Quote
Originally posted by Lynn S. M.:
Quote
Originally posted by Lynn S. M.:
Quote
Originally posted by fierysicilian:
One thing that I have argued is that now that they have that "faces" software that they use to recognize criminal's faces when they change their hairstyle and such, wouldn't someone have used that to connect Clark w/Superman?
There was a fanfic where Jimmy did just that. I wish I could remember the title or the author
I just found it: It is Wendy Richard's
Sex, Lies, and Photographs

cheers,
Lynn
At the moment facial recognition software doesn't really work much better than human powers of recognition, less well on some common features, with a beard, with glasses, etc.. The figures I've seen that I actually believe are about a 95% chance of successful recognition (e.g. spotting the person you actually want) with a 1% incidence of false positives (spotting someone else who looks sufficiently like the person to give an erroneous result. That's under controlled conditions, of course, probably not so good if the lighting isn't so good or the person isn't looking directly at the camera. Or is wearing glasses etc...

Ignoring the real world requirement, 95% / 99% still sounds pretty good, but what it means is that in a crowd of say 10000 people, one of them the one you're looking for, you will identify about a hundred people as your suspect - of whom one MAY be the right person but the rest are not. In a city of say a million people you end up with 10,000 suspects.

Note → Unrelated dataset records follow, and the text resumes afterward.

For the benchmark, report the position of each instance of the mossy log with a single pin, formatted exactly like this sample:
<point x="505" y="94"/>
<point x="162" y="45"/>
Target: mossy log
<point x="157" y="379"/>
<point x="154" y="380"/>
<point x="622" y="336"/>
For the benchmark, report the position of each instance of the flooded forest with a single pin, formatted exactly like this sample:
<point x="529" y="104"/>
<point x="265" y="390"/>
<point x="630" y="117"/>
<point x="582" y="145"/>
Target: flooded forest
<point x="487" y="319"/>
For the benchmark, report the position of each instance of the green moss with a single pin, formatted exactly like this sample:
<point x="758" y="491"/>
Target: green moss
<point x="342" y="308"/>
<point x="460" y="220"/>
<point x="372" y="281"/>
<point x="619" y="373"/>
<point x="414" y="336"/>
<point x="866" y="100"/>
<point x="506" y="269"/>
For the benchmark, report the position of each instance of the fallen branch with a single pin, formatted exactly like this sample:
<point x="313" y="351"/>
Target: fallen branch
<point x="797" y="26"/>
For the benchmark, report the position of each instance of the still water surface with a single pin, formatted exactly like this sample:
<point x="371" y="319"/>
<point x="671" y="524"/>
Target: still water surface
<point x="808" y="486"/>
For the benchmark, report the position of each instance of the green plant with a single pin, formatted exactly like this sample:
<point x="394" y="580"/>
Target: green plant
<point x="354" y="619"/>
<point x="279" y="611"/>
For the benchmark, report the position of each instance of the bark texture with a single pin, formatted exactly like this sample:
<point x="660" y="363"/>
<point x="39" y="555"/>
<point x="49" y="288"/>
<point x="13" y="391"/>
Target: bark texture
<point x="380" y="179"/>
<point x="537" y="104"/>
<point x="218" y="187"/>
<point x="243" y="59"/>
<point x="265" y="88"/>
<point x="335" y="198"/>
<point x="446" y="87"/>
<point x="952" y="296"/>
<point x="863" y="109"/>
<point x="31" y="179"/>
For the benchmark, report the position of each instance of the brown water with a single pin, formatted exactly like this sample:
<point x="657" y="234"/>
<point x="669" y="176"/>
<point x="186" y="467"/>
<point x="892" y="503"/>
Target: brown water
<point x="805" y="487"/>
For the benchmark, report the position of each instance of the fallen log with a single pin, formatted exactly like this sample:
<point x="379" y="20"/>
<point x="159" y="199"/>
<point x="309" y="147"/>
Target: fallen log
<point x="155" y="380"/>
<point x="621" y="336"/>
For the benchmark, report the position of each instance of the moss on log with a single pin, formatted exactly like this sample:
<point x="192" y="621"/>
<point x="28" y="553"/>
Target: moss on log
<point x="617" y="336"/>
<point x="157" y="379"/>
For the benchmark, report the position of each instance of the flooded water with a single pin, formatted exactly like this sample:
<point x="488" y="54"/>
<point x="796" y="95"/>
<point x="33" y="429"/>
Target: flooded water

And since nobody is denying that Clark and Superman look a lot alike it really doesn't help much anyway. All of the tricks he's used to "prove" that he isn't Superman will still be just as effective. Of course someone could have the bad manners to jab him with a pin or something, but that's always been a risk he runs.

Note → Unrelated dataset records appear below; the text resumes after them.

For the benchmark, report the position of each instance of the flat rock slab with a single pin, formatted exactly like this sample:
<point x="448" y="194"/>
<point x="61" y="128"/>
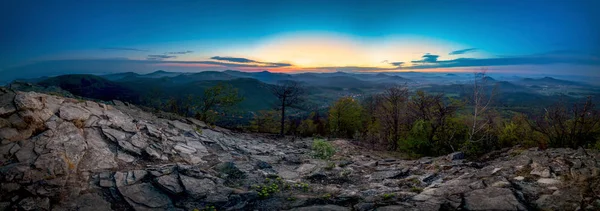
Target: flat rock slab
<point x="492" y="198"/>
<point x="145" y="196"/>
<point x="197" y="188"/>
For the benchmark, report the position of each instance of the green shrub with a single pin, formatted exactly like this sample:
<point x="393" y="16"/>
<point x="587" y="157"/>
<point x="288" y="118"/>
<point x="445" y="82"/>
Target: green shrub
<point x="322" y="149"/>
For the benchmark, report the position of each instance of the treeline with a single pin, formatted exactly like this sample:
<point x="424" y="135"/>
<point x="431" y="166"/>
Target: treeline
<point x="417" y="123"/>
<point x="427" y="124"/>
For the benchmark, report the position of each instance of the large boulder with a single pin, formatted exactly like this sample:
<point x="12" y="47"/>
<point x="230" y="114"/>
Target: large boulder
<point x="145" y="196"/>
<point x="492" y="198"/>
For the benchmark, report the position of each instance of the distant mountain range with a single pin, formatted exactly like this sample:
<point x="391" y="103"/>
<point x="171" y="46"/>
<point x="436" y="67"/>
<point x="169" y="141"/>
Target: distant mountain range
<point x="323" y="88"/>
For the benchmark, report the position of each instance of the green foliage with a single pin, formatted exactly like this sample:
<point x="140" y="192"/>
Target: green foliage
<point x="330" y="166"/>
<point x="198" y="130"/>
<point x="266" y="122"/>
<point x="322" y="149"/>
<point x="388" y="196"/>
<point x="344" y="117"/>
<point x="276" y="186"/>
<point x="416" y="189"/>
<point x="416" y="142"/>
<point x="309" y="127"/>
<point x="216" y="100"/>
<point x="229" y="171"/>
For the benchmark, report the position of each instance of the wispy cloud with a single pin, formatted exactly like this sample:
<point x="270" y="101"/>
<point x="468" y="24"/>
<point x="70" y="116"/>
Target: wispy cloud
<point x="427" y="58"/>
<point x="159" y="57"/>
<point x="430" y="61"/>
<point x="463" y="51"/>
<point x="233" y="59"/>
<point x="397" y="63"/>
<point x="124" y="49"/>
<point x="249" y="61"/>
<point x="180" y="52"/>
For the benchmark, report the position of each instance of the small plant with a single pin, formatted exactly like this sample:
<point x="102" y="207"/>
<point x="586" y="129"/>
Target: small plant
<point x="345" y="173"/>
<point x="207" y="208"/>
<point x="322" y="149"/>
<point x="198" y="130"/>
<point x="416" y="189"/>
<point x="79" y="123"/>
<point x="388" y="196"/>
<point x="330" y="166"/>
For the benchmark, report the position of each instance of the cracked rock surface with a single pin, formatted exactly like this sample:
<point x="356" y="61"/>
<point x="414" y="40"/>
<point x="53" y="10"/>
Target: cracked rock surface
<point x="65" y="154"/>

Having aaid that, one of the reasons why I never wrote a Las Vegas crossover (despite Dean Caine playing the casino owner for a while) was that the casino security surveillance team in that show used facial recognition software in every episode - and it appeared to work a LOT better than it does in real life, say 99.9% accuracy with no false positives except one episode where a lot of people were wearing plastic masks designed to give the same facial recognition results.